Wireless communications that are hardened for recovery efforts are of great interest. An understanding of health physics is of particular importance in the case of nuclear and biological attack, and bio-MEMS (micro electromechanical systems) are used increasingly in health monitoring in such instances. Additionally, the doctoral program in Electrical Engineering focuses on communications, control, signal processing, and computers.
Mechanical engineering faculty are working on topics such as nanotechnology and biomechanical systems, micro-electro-mechanical systems, nano-electro-mechanical systems, and mechatronics.
Civil engineering faculty work with the Texas Department of Transportation to provide measures to improve truck safety, to develop methods and materials to accelerate construction and opening of PCC pavements, and to establish processes for equipment replacement. Additionally, transportation engineering and infrastructure management research allows for optimization and redundancy in transportation systems.
Working with the Center for Water Research, additional research into water quality and the more efficient use of water is being conducted. The new doctoral program in Environmental Science and Engineering emphasizes natural resources, and engineering faculty work with geologists, environmental scientists, chemists, and hydrogeologists. Research areas include environmental analysis, restoration, and water resource research focuses on recovery and remediation, especially in understanding the fate and transport of surface and groundwater pollutants.
Biomedical engineering faculty work on topics such as the contribution of Type I collagen to mechanical properties of bone, importance of permeability in tissue engineering scaffolds, post-yield behavior of cortical bone, strengthening bioresorbable polymers, surface modification via formation of organic ultra thin films, and cell proliferation on scaffolds.
The Biotechnology, Sciences and Engineering building opened in 2006, and hosts new opportunities for engineering students. The building has also received recognition in the architecture community for its design and purpose. The offices of biotechnology, civil engineering, and electrical engineering department members are located here. Research is being heavily done in the areas of MEMS, photonics, and digital image processing.

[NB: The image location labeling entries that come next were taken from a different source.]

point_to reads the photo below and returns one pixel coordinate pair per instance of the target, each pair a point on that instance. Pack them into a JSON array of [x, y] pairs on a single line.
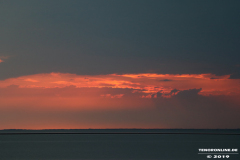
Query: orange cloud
[[146, 83], [116, 101]]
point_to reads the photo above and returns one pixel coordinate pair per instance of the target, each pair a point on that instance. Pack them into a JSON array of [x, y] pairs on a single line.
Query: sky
[[119, 64]]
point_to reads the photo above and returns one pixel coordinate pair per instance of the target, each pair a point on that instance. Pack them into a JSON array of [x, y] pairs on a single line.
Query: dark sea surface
[[115, 144]]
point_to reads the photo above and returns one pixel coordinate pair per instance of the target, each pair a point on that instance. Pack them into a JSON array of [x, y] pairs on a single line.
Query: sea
[[120, 144]]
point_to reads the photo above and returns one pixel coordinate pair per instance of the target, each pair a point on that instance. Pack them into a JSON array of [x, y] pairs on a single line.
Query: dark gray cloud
[[188, 109], [102, 37]]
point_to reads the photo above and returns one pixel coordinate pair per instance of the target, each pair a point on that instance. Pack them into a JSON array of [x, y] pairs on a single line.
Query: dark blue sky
[[119, 36]]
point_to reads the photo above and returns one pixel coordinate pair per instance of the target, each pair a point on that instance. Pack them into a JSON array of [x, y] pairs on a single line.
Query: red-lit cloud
[[2, 58], [145, 83], [144, 100]]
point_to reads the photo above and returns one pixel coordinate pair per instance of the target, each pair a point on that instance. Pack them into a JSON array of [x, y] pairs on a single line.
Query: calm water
[[112, 146]]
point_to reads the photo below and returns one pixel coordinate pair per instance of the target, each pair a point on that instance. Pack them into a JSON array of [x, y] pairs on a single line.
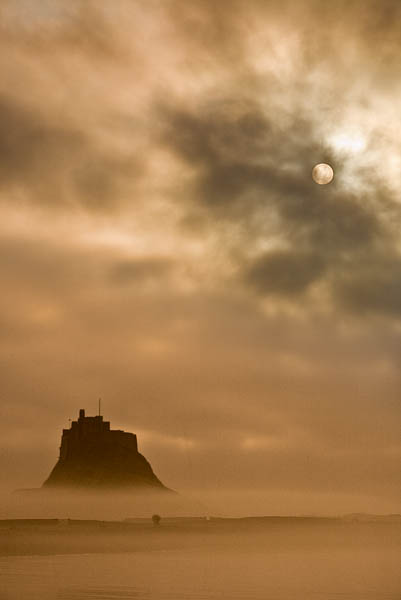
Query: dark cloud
[[164, 246], [284, 273]]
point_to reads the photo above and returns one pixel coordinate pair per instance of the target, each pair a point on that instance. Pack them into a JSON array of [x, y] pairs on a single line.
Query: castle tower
[[92, 455]]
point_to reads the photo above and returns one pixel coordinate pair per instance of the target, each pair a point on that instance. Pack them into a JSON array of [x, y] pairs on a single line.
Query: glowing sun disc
[[322, 174]]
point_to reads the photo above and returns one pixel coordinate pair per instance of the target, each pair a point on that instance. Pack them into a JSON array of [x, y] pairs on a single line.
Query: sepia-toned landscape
[[200, 308]]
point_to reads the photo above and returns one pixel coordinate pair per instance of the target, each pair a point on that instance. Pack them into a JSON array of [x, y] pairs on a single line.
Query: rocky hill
[[94, 456]]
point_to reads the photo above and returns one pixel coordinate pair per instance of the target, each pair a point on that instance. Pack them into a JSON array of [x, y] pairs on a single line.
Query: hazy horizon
[[163, 245]]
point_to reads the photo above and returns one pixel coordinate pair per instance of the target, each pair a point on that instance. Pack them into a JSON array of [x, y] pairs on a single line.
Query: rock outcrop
[[94, 456]]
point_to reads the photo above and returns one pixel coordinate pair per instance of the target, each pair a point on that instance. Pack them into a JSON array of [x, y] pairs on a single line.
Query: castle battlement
[[93, 430], [94, 456]]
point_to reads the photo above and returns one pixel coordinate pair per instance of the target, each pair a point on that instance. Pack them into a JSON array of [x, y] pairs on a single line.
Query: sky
[[164, 246]]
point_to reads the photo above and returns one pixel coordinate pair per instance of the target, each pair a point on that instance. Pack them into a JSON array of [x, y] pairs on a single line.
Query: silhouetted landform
[[20, 537], [94, 456]]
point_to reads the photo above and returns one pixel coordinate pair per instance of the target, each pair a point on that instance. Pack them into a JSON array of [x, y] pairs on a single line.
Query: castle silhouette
[[94, 456]]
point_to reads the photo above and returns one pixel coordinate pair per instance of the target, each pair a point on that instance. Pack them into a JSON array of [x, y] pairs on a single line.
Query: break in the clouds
[[163, 244]]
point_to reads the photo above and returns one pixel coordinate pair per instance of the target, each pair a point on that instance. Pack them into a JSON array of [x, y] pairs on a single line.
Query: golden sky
[[164, 246]]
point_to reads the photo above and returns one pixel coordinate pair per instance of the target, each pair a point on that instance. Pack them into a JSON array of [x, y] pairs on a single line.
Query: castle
[[92, 455]]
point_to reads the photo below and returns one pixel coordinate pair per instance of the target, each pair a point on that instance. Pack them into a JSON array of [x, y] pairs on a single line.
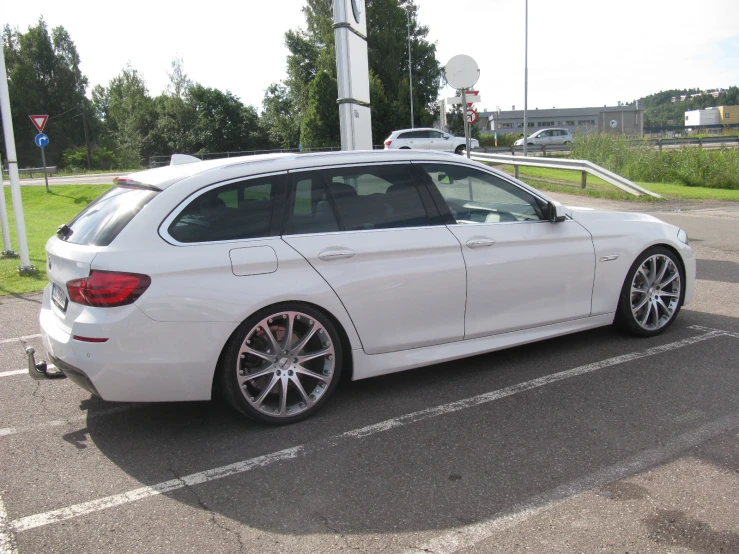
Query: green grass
[[43, 213], [559, 180]]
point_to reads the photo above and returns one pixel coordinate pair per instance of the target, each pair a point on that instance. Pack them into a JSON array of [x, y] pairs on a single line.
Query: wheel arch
[[348, 360]]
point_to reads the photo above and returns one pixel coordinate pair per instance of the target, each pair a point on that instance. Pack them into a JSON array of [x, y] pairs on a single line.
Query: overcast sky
[[581, 52]]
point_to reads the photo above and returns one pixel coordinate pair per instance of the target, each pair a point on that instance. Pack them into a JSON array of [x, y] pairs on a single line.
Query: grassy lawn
[[558, 180], [43, 213]]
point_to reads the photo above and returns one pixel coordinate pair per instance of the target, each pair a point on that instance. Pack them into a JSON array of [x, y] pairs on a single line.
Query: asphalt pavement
[[594, 442]]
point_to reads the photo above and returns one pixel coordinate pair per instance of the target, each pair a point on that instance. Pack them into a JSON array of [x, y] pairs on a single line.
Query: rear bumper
[[142, 360]]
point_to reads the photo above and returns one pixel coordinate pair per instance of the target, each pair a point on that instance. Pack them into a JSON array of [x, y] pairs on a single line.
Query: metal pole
[[526, 83], [15, 182], [43, 161], [7, 249], [410, 74]]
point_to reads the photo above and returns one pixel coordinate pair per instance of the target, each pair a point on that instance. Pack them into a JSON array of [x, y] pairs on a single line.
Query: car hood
[[590, 218]]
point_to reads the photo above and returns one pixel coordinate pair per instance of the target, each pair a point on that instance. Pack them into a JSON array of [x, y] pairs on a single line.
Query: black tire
[[662, 302], [280, 374]]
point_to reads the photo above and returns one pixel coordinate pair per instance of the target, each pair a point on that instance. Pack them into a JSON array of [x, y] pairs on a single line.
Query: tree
[[320, 126], [44, 78], [129, 116]]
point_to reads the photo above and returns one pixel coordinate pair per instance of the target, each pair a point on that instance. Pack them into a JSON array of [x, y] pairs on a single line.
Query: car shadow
[[464, 467]]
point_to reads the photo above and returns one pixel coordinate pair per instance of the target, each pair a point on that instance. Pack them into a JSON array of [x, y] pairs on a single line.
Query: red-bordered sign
[[39, 121]]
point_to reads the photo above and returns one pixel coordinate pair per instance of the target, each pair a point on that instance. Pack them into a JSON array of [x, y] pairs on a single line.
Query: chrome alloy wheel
[[655, 292], [285, 364]]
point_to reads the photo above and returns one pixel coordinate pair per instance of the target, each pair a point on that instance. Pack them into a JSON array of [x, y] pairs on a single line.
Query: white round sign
[[462, 72]]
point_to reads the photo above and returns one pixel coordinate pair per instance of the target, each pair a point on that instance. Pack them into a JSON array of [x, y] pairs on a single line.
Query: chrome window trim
[[163, 228]]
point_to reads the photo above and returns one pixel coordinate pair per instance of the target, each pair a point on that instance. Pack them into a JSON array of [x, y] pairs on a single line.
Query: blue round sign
[[41, 140]]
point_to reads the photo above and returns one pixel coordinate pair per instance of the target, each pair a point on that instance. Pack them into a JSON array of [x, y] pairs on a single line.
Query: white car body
[[405, 297], [427, 139], [547, 137]]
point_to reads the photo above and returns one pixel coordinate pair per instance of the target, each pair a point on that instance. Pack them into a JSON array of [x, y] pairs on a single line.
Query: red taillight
[[106, 289]]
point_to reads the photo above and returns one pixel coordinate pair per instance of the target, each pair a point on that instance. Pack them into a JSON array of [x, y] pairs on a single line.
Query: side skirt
[[380, 364]]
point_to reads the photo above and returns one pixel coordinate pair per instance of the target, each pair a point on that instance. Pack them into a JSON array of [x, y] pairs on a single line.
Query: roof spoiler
[[181, 159]]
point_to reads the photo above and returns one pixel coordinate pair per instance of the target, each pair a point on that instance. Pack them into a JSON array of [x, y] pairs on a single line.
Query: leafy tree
[[44, 78], [320, 126]]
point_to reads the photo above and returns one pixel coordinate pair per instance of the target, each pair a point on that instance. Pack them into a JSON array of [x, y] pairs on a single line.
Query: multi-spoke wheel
[[282, 364], [652, 293]]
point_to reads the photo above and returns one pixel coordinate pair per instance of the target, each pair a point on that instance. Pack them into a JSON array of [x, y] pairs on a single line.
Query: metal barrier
[[584, 166]]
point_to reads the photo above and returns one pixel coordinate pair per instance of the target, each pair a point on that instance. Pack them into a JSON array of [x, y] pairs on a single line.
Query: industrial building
[[622, 119]]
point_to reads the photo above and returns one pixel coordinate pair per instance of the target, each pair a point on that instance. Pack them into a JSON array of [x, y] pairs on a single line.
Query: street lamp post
[[526, 83], [410, 73]]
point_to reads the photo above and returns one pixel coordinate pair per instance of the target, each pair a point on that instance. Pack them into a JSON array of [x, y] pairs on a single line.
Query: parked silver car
[[547, 137], [427, 139]]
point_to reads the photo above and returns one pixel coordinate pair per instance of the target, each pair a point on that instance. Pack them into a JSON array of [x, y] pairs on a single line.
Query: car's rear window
[[100, 222]]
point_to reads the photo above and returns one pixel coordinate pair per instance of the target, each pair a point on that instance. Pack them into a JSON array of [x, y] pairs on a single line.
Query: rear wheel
[[652, 293], [282, 364]]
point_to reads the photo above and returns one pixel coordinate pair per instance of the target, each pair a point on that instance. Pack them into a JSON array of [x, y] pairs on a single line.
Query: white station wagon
[[268, 277]]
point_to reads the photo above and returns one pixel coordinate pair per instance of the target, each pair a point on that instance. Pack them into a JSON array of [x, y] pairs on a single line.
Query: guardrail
[[50, 170], [584, 166]]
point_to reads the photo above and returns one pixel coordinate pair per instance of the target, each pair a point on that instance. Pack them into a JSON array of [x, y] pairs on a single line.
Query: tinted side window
[[236, 211], [100, 222], [311, 211], [474, 196], [375, 197]]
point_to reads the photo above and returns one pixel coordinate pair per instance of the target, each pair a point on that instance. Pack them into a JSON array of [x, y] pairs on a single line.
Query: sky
[[581, 53]]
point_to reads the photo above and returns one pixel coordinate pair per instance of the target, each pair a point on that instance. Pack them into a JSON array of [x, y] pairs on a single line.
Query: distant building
[[622, 119], [699, 118], [728, 115], [721, 115]]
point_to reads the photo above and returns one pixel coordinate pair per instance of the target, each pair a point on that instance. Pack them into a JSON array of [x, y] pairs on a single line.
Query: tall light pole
[[526, 83], [410, 73]]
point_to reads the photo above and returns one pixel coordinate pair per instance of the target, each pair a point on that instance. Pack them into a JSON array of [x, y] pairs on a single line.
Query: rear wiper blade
[[63, 231]]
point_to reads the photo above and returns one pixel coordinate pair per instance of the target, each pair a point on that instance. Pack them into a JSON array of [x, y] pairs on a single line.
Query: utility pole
[[87, 138], [15, 182], [410, 74], [526, 84]]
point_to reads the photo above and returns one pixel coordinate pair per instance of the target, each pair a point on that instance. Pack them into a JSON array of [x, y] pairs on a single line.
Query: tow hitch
[[40, 370]]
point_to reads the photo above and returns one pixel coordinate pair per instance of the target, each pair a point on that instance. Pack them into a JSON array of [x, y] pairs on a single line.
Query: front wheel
[[282, 363], [652, 293]]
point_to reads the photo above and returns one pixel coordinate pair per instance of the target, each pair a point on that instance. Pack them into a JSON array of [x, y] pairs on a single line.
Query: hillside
[[660, 110]]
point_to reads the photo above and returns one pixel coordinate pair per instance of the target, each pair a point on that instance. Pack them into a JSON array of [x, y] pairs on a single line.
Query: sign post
[[41, 140], [15, 185]]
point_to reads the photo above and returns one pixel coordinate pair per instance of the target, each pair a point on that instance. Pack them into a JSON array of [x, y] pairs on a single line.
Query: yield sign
[[39, 121]]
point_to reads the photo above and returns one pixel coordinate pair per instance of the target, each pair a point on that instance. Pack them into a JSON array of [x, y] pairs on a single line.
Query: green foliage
[[691, 166], [660, 110], [100, 158], [44, 78], [320, 126]]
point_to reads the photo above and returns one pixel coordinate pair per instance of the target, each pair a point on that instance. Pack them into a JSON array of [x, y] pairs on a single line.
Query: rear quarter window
[[106, 216]]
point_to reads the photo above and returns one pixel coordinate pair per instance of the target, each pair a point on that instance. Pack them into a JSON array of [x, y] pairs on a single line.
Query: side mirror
[[556, 212]]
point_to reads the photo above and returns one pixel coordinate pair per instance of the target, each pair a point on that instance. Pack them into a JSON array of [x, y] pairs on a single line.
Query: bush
[[691, 165], [100, 158]]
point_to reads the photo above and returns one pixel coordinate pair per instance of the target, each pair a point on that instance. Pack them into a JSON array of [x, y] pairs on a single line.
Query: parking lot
[[594, 442]]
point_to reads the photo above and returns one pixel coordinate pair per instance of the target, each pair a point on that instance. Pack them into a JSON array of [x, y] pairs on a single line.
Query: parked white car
[[268, 277], [427, 139], [547, 137]]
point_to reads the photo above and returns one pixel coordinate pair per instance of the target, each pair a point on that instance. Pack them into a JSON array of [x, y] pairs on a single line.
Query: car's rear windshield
[[100, 222]]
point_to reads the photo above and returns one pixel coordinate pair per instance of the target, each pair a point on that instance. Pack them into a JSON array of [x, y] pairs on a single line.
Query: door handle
[[479, 243], [328, 255]]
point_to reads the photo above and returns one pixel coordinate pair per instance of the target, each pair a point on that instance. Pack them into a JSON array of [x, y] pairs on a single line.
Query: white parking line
[[21, 371], [62, 514], [470, 535], [7, 541], [19, 339], [7, 431]]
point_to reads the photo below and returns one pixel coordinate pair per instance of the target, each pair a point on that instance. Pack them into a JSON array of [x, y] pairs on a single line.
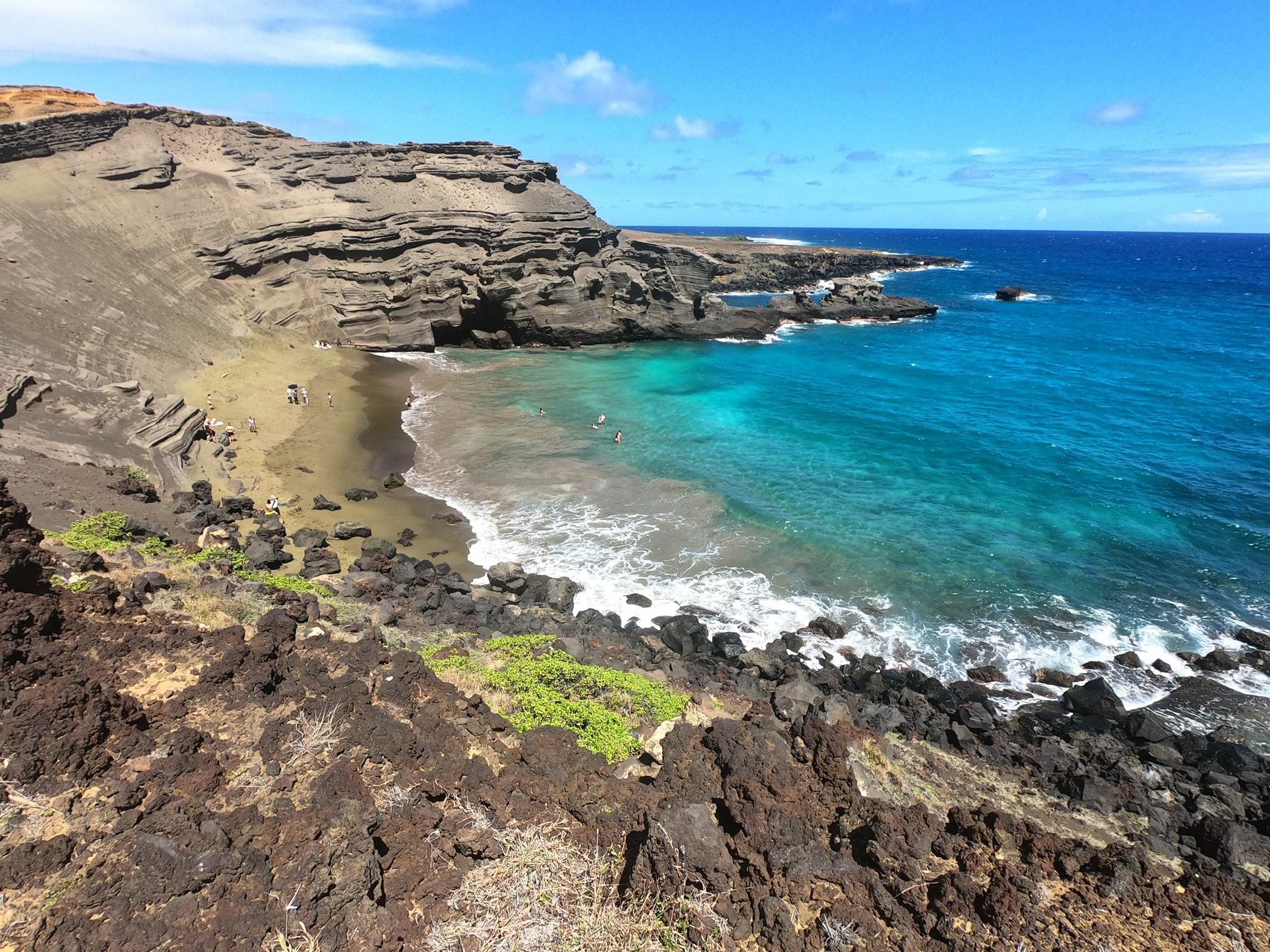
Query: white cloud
[[1117, 113], [695, 128], [1198, 218], [590, 81], [278, 32]]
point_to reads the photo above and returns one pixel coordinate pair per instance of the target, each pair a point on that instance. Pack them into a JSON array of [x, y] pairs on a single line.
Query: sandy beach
[[304, 451]]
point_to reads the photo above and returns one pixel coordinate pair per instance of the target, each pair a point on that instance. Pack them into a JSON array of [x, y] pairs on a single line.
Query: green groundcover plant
[[548, 687]]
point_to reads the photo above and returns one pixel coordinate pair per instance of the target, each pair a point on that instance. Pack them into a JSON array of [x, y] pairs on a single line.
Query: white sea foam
[[618, 542], [791, 243]]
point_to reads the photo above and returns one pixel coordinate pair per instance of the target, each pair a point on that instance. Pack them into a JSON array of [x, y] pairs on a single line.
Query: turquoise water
[[1046, 482]]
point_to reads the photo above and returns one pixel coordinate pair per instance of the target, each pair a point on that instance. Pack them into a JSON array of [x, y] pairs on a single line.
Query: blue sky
[[1121, 115]]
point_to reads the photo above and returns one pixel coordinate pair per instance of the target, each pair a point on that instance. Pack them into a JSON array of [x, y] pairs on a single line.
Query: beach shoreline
[[300, 452]]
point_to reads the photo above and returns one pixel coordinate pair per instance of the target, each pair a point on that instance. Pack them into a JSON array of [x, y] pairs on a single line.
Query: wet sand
[[355, 443]]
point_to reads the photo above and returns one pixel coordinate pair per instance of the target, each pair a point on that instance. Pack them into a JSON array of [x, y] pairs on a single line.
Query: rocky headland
[[140, 244], [318, 730]]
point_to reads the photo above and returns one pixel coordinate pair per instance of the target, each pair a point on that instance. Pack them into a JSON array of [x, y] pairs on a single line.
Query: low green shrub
[[103, 532], [602, 706]]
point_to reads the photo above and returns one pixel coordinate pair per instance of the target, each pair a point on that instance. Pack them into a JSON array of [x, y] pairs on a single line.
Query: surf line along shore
[[300, 452]]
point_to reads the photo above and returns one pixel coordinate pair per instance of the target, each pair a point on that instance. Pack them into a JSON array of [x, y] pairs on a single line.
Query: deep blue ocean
[[1038, 483]]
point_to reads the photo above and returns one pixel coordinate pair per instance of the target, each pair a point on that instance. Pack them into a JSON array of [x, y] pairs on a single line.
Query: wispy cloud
[[1117, 113], [969, 173], [683, 127], [591, 81], [1198, 218], [277, 33]]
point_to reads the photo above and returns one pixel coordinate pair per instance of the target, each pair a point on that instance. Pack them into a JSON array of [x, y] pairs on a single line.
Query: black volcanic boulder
[[239, 507], [1096, 699], [319, 562], [728, 644], [507, 576], [262, 553], [349, 530], [685, 635]]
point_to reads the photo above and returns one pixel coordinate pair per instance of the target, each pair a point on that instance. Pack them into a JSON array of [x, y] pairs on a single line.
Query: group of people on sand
[[596, 426], [300, 397]]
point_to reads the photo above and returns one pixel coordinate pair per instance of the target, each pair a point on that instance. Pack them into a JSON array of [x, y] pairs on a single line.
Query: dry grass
[[546, 894], [315, 734]]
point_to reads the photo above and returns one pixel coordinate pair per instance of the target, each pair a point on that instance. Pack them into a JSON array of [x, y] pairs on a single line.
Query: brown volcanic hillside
[[140, 243]]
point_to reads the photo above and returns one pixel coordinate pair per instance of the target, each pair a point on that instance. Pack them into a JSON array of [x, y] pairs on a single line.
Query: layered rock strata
[[139, 243]]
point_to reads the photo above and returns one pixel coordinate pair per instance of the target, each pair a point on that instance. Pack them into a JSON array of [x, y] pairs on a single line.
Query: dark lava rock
[[379, 546], [987, 674], [321, 562], [1096, 699], [1059, 679], [1254, 639], [84, 562], [239, 507], [683, 635], [1147, 726], [262, 553], [349, 530], [271, 527], [507, 576], [728, 644], [1219, 660], [202, 490], [309, 539], [827, 627]]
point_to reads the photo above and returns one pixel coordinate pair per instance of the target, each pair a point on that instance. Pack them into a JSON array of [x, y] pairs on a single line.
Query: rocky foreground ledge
[[190, 749]]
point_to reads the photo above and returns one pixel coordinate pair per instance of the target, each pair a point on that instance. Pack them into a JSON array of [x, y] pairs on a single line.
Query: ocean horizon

The original engineering building offers multiple computer labs, a microcomputer lab, a lab with Sun Microsystems computers for a course in digital systems design, and two labs for students in practical, hands-on courses. The original building serves as the location for the mechanical engineering faculty offices as well.
According to the master plan of UTSA, the university is expecting to receive another large engineering building, and new research facilities located on the east side of the campus by the year 2030. Special housing options would also be available for students doing research for the university.
The newest addition, is the Applied Engineering & Technology (AET) Building. It was recently opened fall of 2009, and includes a student study space, research labs, and interactive learning classrooms.